On Mon, Mar 25, 2024 at 10:46:09PM +0800, Chuyi Zhou wrote:
> In our production environment, we have observed several cases of hung tasks
> blocked on the cgroup_mutex. The underlying cause is that when user modify
> the cpuset.mems, memory migration operations are performed in the
> work_queue. However, the duration of these operations depends on the memory
> size of workloads and can consume a significant amount of time.
> 
> In the __cgroup_procs_write operation, there is a flush_workqueue operation
> that waits for the migration to complete while holding the cgroup_mutex.
> As a result, most cgroup-related operations have the potential to
> experience blocking.
> 
> We have noticed the commit "cgroup/cpuset: Enable memory migration for
> cpuset v2"[1]. This commit enforces memory migration when modifying the
> cpuset. Furthermore, in cgroup v2, there is no option available for
> users to disable CS_MEMORY_MIGRATE.
> 
> In our scenario, we do need to perform memory migration when cpuset.mems
> changes, while ensuring that other tasks are not blocked on cgroup_mutex
> for an extended period of time.
> 
> One feasible approach is to revert the commit "cgroup/cpuset: Enable memory
> migration for cpuset v2"[1]. This way, modifying cpuset.mems will not
> trigger memory migration, and we can manually perform memory migration
> using migrate_pages()/move_pages() syscalls.
> 
> Another solution is to use a lazy approach for memory migration[2]. In
> this way we only walk through all the pages and sets pages to protnone,
> and numa faults triggered by later touch will handle the movement. That
> would significantly reduce the time spent in cpuset_migrate_mm_workfn.
> But MPOL_MF_LAZY was disabled by commit 2cafb582173f ("mempolicy: remove
> confusing MPOL_MF_LAZY dead code")

One approach we can take is pushing the cpuset_migrate_mm_wq flushing to
task_work so that it happens after cpuset mutex is dropped. That way we
maintain the operation synchronicity for the issuer while avoiding bothering
anyone else.

Can you see whether the following patch fixes the issue for you? Thanks.

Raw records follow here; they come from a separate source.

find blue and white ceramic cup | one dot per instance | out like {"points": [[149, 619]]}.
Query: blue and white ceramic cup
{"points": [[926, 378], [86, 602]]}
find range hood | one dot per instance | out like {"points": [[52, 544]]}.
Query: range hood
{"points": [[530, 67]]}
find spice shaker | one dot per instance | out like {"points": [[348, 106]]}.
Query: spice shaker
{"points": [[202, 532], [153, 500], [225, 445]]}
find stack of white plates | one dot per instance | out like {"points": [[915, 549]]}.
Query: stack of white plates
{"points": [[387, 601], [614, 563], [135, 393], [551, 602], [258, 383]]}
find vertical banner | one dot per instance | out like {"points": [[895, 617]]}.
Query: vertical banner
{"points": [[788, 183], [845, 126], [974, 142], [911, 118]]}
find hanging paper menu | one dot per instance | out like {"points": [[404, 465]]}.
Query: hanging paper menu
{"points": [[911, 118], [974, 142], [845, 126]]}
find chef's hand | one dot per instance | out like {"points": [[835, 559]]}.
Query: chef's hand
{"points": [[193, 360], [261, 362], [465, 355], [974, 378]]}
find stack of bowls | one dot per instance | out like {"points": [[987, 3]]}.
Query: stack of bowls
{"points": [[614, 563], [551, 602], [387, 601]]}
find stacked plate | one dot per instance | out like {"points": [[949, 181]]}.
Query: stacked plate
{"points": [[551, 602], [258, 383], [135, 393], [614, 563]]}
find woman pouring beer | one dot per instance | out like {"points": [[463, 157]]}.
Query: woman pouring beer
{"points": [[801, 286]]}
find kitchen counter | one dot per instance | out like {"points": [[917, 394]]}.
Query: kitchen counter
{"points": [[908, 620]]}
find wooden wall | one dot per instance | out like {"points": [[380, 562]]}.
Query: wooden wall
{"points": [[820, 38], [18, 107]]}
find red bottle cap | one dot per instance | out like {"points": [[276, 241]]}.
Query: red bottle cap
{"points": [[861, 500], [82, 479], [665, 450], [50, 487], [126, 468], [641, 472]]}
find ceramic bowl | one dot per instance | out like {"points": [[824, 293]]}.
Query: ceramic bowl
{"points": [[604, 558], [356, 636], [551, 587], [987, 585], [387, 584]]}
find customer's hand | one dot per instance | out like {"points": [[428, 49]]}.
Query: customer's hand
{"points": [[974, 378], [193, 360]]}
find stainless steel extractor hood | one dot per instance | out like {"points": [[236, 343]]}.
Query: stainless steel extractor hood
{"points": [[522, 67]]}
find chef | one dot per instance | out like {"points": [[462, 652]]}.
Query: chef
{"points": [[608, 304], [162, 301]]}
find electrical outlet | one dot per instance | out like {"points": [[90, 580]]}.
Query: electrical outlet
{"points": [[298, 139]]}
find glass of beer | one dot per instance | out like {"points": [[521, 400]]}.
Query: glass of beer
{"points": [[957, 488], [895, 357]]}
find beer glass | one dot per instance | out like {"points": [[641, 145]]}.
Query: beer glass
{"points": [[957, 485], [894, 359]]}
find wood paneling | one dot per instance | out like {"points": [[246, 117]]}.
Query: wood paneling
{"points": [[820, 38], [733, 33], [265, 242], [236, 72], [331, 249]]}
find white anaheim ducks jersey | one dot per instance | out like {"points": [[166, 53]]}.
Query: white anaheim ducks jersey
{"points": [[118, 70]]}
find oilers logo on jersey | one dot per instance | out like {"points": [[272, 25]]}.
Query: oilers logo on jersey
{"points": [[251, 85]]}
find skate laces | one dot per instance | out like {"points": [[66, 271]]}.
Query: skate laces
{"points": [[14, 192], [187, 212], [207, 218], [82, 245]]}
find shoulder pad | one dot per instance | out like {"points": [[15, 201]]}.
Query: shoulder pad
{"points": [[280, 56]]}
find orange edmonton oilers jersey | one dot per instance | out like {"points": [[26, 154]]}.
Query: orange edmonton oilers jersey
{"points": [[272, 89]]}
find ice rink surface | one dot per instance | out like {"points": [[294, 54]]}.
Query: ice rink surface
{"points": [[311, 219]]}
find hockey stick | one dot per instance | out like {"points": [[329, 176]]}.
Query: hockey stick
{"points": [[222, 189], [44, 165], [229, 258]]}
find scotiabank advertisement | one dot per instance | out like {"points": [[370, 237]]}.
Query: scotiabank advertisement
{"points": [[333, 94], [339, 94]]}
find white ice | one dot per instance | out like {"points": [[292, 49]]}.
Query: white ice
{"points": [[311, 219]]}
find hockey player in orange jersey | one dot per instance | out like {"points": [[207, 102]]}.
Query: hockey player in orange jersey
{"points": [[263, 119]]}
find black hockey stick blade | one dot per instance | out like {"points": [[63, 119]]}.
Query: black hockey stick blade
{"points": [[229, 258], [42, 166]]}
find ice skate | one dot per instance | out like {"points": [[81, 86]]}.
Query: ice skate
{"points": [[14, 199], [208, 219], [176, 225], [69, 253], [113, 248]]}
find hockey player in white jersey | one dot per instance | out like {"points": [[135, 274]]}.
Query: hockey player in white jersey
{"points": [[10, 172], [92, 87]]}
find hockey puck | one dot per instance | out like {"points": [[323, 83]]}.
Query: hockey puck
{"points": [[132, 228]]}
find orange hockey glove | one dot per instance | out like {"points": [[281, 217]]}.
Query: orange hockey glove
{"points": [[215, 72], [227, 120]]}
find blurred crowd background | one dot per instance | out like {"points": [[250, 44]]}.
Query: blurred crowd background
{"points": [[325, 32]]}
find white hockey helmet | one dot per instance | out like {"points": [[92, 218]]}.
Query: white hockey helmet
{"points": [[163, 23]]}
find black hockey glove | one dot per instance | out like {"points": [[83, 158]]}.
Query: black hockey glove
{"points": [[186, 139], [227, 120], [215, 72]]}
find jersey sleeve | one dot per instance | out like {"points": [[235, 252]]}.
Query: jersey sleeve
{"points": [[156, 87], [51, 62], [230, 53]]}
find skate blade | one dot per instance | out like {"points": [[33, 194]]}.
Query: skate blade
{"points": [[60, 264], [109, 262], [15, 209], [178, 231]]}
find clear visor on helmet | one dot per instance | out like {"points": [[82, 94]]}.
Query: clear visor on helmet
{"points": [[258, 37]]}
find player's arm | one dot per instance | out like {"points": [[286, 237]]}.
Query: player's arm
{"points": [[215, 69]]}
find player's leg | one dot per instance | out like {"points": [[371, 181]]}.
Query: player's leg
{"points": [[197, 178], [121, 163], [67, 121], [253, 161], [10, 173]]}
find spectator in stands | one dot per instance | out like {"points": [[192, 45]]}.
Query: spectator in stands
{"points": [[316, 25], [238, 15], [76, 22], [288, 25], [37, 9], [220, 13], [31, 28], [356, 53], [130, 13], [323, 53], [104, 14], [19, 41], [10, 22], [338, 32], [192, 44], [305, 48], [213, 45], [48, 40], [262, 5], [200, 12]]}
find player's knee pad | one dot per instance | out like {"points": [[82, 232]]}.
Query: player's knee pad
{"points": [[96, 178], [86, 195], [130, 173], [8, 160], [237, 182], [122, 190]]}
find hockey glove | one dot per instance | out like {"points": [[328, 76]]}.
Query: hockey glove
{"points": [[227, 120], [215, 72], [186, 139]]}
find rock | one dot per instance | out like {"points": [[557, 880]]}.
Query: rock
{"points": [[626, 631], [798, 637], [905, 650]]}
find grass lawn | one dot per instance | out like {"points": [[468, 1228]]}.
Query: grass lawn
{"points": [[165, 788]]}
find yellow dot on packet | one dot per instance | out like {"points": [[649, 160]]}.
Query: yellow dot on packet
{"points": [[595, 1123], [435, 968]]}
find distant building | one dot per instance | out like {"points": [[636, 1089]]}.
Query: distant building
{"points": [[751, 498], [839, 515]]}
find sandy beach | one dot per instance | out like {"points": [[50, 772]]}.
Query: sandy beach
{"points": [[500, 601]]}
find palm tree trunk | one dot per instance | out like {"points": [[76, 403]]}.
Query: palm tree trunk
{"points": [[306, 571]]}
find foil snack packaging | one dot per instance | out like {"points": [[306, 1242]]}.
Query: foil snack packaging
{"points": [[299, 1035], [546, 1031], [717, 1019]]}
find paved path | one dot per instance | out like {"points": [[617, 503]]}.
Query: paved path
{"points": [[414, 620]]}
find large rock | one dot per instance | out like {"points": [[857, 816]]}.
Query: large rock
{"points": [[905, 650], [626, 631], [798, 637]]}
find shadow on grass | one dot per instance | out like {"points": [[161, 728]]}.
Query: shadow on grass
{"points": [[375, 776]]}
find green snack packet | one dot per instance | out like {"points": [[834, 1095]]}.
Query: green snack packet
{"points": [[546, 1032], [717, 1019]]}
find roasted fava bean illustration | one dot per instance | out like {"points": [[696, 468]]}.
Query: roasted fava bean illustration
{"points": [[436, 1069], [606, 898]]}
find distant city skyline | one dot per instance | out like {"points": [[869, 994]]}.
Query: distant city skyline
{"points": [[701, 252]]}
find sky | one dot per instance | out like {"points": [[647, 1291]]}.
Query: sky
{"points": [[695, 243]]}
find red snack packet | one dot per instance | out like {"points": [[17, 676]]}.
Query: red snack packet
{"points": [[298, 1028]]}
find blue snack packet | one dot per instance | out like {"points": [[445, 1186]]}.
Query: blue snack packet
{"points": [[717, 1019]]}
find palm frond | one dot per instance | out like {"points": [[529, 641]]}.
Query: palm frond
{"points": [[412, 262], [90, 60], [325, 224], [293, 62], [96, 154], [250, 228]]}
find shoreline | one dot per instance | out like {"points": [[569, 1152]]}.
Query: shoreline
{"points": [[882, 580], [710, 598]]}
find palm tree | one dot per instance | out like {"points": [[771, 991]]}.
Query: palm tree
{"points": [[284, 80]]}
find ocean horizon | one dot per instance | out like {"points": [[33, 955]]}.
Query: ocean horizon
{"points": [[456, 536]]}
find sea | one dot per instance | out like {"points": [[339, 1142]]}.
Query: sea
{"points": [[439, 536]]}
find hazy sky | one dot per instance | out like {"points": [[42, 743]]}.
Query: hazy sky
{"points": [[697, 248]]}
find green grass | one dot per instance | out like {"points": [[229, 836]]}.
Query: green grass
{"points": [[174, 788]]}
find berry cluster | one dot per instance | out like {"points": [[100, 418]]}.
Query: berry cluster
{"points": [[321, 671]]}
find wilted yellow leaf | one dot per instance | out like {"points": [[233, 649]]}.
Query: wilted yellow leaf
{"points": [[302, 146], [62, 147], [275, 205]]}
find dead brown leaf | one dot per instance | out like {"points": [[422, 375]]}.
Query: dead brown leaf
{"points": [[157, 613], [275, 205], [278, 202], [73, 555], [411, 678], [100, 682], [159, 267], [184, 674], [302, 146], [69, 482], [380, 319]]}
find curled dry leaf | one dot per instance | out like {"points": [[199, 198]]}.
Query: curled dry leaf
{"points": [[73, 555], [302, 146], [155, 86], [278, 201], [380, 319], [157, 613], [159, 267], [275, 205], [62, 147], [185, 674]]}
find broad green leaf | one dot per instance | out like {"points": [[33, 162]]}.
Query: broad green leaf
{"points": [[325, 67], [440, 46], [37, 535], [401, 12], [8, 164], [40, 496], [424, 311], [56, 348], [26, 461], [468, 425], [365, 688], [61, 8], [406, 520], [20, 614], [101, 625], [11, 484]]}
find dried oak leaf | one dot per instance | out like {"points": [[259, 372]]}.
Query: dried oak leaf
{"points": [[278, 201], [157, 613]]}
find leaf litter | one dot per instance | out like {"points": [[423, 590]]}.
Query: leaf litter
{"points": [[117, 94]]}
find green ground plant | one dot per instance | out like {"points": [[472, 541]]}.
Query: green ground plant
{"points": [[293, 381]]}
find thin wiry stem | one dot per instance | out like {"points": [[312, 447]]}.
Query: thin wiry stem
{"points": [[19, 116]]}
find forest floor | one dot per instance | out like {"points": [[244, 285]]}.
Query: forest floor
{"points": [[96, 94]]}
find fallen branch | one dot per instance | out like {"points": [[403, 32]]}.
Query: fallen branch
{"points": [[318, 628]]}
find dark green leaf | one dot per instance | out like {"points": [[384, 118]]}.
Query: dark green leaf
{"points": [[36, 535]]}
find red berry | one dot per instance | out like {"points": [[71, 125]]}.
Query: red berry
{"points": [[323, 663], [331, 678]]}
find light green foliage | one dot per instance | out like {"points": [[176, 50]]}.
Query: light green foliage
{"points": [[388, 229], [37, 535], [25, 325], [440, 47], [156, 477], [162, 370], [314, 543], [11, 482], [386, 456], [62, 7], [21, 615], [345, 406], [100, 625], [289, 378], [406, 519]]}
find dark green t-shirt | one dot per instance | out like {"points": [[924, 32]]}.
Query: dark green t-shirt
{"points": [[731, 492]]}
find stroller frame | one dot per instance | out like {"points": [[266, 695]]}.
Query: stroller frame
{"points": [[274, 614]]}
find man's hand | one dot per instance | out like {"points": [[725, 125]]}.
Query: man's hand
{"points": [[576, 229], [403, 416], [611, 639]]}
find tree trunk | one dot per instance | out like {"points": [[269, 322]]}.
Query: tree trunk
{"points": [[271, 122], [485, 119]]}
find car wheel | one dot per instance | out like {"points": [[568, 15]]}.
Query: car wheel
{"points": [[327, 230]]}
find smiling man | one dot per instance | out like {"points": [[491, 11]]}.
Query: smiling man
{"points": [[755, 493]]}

diff --git a/kernel/cgroup/cpuset.c b/kernel/cgroup/cpuset.c
index ba36c073304a..8a8bd3f157ab 100644
--- a/kernel/cgroup/cpuset.c
+++ b/kernel/cgroup/cpuset.c
@@ -42,6 +42,7 @@
 #include <linux/spinlock.h>
 #include <linux/oom.h>
 #include <linux/sched/isolation.h>
+#include <linux/task_work.h>
 #include <linux/cgroup.h>
 #include <linux/wait.h>
 #include <linux/workqueue.h>
@@ -2696,6 +2697,26 @@ static void cpuset_migrate_mm_workfn(struct work_struct *work)
 	kfree(mwork);
 }
 
+static void flush_migrate_mm_task_workfn(struct callback_head *head)
+{
+	flush_workqueue(cpuset_migrate_mm_wq);
+}
+
+static int schedule_flush_migrate_mm(void)
+{
+	struct callback_head *flush_cb;
+
+	flush_cb = kzalloc(sizeof(*flush_cb), GFP_KERNEL);
+	if (!flush_cb)
+		return -ENOMEM;
+
+	flush_cb->func = flush_migrate_mm_task_workfn;
+	if (task_work_add(current, flush_cb, TWA_RESUME))
+		kfree(flush_cb);
+
+	return 0;
+}
+
 static void cpuset_migrate_mm(struct mm_struct *mm, const nodemask_t *from,
 							const nodemask_t *to)
 {
@@ -2718,11 +2739,6 @@ static void cpuset_migrate_mm(struct mm_struct *mm, const nodemask_t *from,
 	}
 }
 
-static void cpuset_post_attach(void)
-{
-	flush_workqueue(cpuset_migrate_mm_wq);
-}
-
 /*
  * cpuset_change_task_nodemask - change task's mems_allowed and mempolicy
  * @tsk: the task to change
@@ -3276,6 +3292,10 @@ static int cpuset_can_attach(struct cgroup_taskset *tset)
 	bool cpus_updated, mems_updated;
 	int ret;
 
+	ret = schedule_flush_migrate_mm();
+	if (ret)
+		return ret;
+
 	/* used later by cpuset_attach() */
 	cpuset_attach_old_cs = task_cs(cgroup_taskset_first(tset, &css));
 	oldcs = cpuset_attach_old_cs;
@@ -3584,7 +3604,11 @@ static ssize_t cpuset_write_resmask(struct kernfs_open_file *of,
 {
 	struct cpuset *cs = css_cs(of_css(of));
 	struct cpuset *trialcs;
-	int retval = -ENODEV;
+	int retval;
+
+	retval = schedule_flush_migrate_mm();
+	if (retval)
+		return retval;
 
 	buf = strstrip(buf);
 
@@ -3613,8 +3637,10 @@ static ssize_t cpuset_write_resmask(struct kernfs_open_file *of,
 
 	cpus_read_lock();
 	mutex_lock(&cpuset_mutex);
-	if (!is_cpuset_online(cs))
+	if (!is_cpuset_online(cs)) {
+		retval = -ENODEV;
 		goto out_unlock;
+	}
 
 	trialcs = alloc_trial_cpuset(cs);
 	if (!trialcs) {
@@ -3643,7 +3669,6 @@ static ssize_t cpuset_write_resmask(struct kernfs_open_file *of,
 	cpus_read_unlock();
 	kernfs_unbreak_active_protection(of->kn);
 	css_put(&cs->css);
-	flush_workqueue(cpuset_migrate_mm_wq);
 	return retval ?: nbytes;
 }
 
@@ -4283,7 +4308,6 @@ struct cgroup_subsys cpuset_cgrp_subsys = {
 	.can_attach	= cpuset_can_attach,
 	.cancel_attach	= cpuset_cancel_attach,
 	.attach		= cpuset_attach,
-	.post_attach	= cpuset_post_attach,
 	.bind		= cpuset_bind,
 	.can_fork	= cpuset_can_fork,
 	.cancel_fork	= cpuset_cancel_fork,

-- 
tejun